When Jameson is working with mothers with troubled infants, she often recommends that they simply take to the bed together.
“It is amazing what can be fixed by a bit of warm and calm,” she says. “If there really is something wrong, we can investigate it, but I think we have to look to the ‘bleedin obvious’ first.”
When Ellwood sees a mother come into her at the BabyBloom Mother and Child Clinic in Strandhill with a four-week-old baby and she has her Shellac nails on, she does wonder how she is changing a nappy.
“There is this tangle they are in, in trying to maintain the person they used to be and also be the perfect mother – and they don’t match.”
About 90 per of the clients Ellwood sees are unsettled babies and during the initial one-hour consultation she tries to give the often over-whelmed and exhausted mother confidence in her parenting. While there are plenty of important osteopathic issues to look out for, Ellwood believes that imparting simple advice during the consultation, such as "it's okay to lie for three hours with your baby on your chest watching Judge Judy", can be key to helping settle a baby.
“People are always treating the baby, giving the baby medicine, changing baby’s feeds and I began to realise that the difference was once they came into the osteopathic clinic, they had the one-hour consultation where the mother got to tell her story,” she says. “I started to question was the problem actually in the baby or was it more of this transition to motherhood that was the difficulty.”
Up to two years ago, mothers coming to Helen Plass’s baby massage classes in north Co Dublin talked about “colic” in relation to unsettled babies. “Now it seems that everybody has ‘reflux’,” she says.
It is one of those things that there is no answer to, she acknowledges, but she has no doubt that baby massage can help in calming the nervous system and increasing secure attachment through non-verbal communication.

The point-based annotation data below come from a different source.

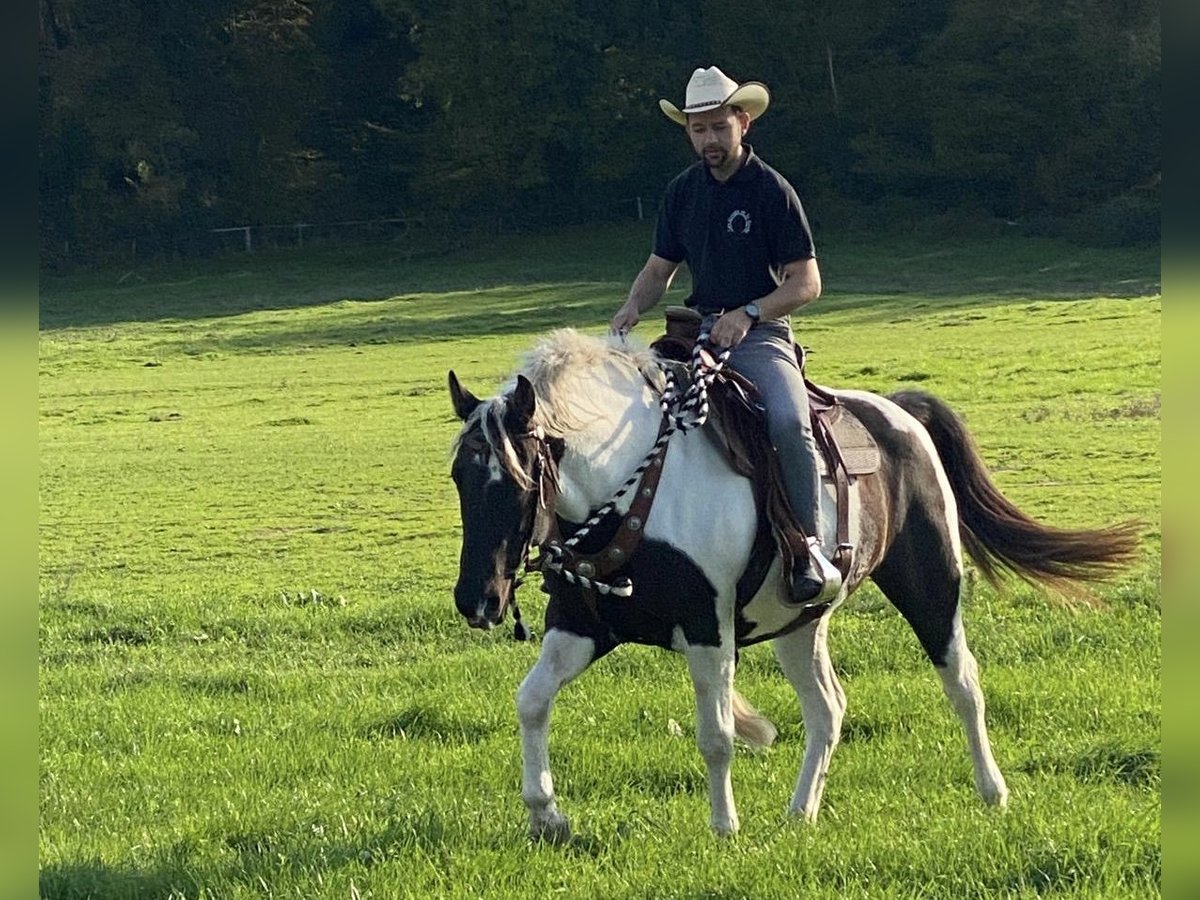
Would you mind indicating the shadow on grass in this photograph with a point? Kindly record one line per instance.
(99, 881)
(858, 270)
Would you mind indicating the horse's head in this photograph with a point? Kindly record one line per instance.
(501, 471)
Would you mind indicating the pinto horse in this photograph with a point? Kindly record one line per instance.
(583, 413)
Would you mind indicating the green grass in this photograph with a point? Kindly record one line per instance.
(220, 442)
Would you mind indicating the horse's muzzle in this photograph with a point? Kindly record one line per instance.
(484, 611)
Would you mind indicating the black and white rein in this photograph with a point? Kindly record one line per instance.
(682, 412)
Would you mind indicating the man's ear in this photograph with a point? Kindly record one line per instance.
(465, 402)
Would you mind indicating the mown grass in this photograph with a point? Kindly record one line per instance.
(253, 682)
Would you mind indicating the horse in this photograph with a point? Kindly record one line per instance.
(555, 448)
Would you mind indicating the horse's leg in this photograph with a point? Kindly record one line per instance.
(563, 657)
(960, 681)
(924, 586)
(712, 675)
(804, 657)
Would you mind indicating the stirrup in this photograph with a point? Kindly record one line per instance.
(829, 573)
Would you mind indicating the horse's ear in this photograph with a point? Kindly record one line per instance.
(465, 402)
(523, 401)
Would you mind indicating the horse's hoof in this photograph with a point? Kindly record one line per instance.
(552, 828)
(725, 828)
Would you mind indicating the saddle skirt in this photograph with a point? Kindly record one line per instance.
(845, 448)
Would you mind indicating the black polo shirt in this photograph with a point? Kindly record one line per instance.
(735, 235)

Plass always reminds clients of the environment babies come from – they were curled up, in a warm and wet environment, listening to muffled sounds, being continuously rocked and all their needs were being met. She recommends swaddling, babywearing and plenty of skin-to-skin contact.
“All they want is to be held and close to you for those first months,” says Plass of mumandbaby.ie, who also has personal experience of unsettled infant behaviour. The first of her two boys, who are now aged five and six, was discovered to have transient lactose intolerance. “He didn’t have the enzyme lactase for the first 12 weeks,” she says.

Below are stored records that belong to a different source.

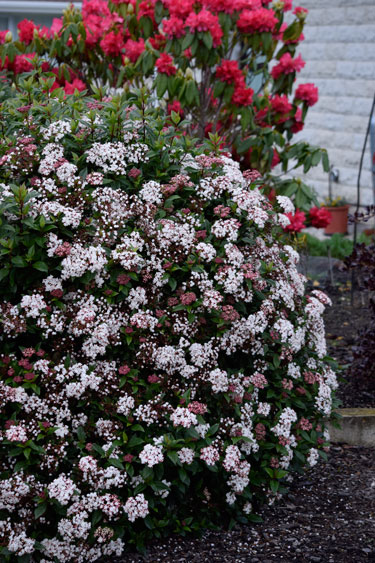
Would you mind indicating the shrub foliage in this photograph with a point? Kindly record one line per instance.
(227, 67)
(162, 368)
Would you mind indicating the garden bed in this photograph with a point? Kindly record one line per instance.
(343, 322)
(327, 516)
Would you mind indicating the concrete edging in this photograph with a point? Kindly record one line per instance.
(357, 427)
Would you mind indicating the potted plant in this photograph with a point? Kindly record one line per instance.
(338, 209)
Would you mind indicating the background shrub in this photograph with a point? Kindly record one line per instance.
(162, 368)
(227, 67)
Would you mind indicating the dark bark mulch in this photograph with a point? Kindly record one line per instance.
(328, 516)
(344, 321)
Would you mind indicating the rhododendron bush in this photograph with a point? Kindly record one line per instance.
(162, 368)
(227, 67)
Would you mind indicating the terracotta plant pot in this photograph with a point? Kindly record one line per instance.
(339, 221)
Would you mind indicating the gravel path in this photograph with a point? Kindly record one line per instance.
(328, 516)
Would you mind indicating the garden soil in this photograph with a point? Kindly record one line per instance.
(328, 515)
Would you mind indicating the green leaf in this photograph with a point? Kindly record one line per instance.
(173, 457)
(207, 40)
(161, 85)
(19, 262)
(191, 92)
(116, 463)
(219, 88)
(274, 485)
(188, 40)
(41, 266)
(172, 283)
(135, 441)
(184, 477)
(40, 509)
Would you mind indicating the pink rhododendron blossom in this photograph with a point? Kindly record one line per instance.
(307, 93)
(320, 217)
(297, 221)
(165, 65)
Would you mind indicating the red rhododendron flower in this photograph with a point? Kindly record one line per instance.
(297, 122)
(257, 21)
(165, 65)
(288, 5)
(112, 44)
(158, 42)
(26, 31)
(242, 96)
(205, 21)
(134, 49)
(275, 158)
(220, 6)
(181, 9)
(297, 221)
(2, 36)
(176, 107)
(77, 84)
(308, 93)
(281, 104)
(287, 65)
(146, 9)
(229, 71)
(22, 63)
(320, 217)
(56, 26)
(174, 27)
(299, 11)
(247, 4)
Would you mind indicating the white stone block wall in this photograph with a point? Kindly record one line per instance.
(339, 50)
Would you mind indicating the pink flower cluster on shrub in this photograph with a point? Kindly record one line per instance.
(194, 48)
(157, 336)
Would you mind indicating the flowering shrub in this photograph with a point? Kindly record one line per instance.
(162, 368)
(227, 67)
(318, 217)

“That was an absolute nightmare. After every feed he would pull his legs up and be screaming and it was much worse in the evenings because of the build-up of gas in his body. His poos were pure froth. That was incredibly challenging.”
As she had trained as a baby massage instructor during her pregnancy, “I could help him to an extent but I couldn’t put lactase into his body to break down lactose.” He grew out of it and all was fine after those first three months.

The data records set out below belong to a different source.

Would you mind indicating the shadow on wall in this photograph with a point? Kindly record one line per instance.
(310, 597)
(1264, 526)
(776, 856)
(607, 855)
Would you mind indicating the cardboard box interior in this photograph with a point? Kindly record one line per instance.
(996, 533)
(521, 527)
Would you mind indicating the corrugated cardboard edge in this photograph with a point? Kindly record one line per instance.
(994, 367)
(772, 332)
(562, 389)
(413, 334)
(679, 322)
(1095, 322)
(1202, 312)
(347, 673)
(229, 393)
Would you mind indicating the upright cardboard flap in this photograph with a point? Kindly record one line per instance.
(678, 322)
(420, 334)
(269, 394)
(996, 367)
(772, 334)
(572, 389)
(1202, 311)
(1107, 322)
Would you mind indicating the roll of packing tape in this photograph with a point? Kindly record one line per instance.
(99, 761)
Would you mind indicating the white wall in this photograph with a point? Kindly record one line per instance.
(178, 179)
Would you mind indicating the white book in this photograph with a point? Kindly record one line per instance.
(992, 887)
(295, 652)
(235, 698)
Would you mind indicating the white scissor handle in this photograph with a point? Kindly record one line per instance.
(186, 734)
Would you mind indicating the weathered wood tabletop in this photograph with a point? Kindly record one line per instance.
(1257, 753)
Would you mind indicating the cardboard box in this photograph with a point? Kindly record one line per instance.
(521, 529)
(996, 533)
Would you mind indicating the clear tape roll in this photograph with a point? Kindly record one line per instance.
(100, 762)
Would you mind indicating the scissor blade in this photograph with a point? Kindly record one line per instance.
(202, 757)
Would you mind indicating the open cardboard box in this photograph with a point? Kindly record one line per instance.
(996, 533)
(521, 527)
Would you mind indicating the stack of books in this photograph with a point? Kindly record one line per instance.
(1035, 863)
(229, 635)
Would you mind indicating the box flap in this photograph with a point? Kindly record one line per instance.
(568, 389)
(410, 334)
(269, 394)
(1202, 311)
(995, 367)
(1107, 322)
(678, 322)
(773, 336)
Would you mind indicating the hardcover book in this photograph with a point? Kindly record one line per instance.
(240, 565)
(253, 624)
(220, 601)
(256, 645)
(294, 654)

The notion of a “fourth trimester” might sound a bit “alternative” to some, so does Nicholson as a paediatrician buy into the concept?
“I think I do,” he says. “The fourth trimester is the first three months of your baby’s life that are absolutely critical.
“Some babies do need a lot more emotional attachment than others. They want to be close to their mother, they want to be constantly held, they want to be consoled and comforted and almost feel that heartbeat that they felt in the nine months in the first, second and third trimester.”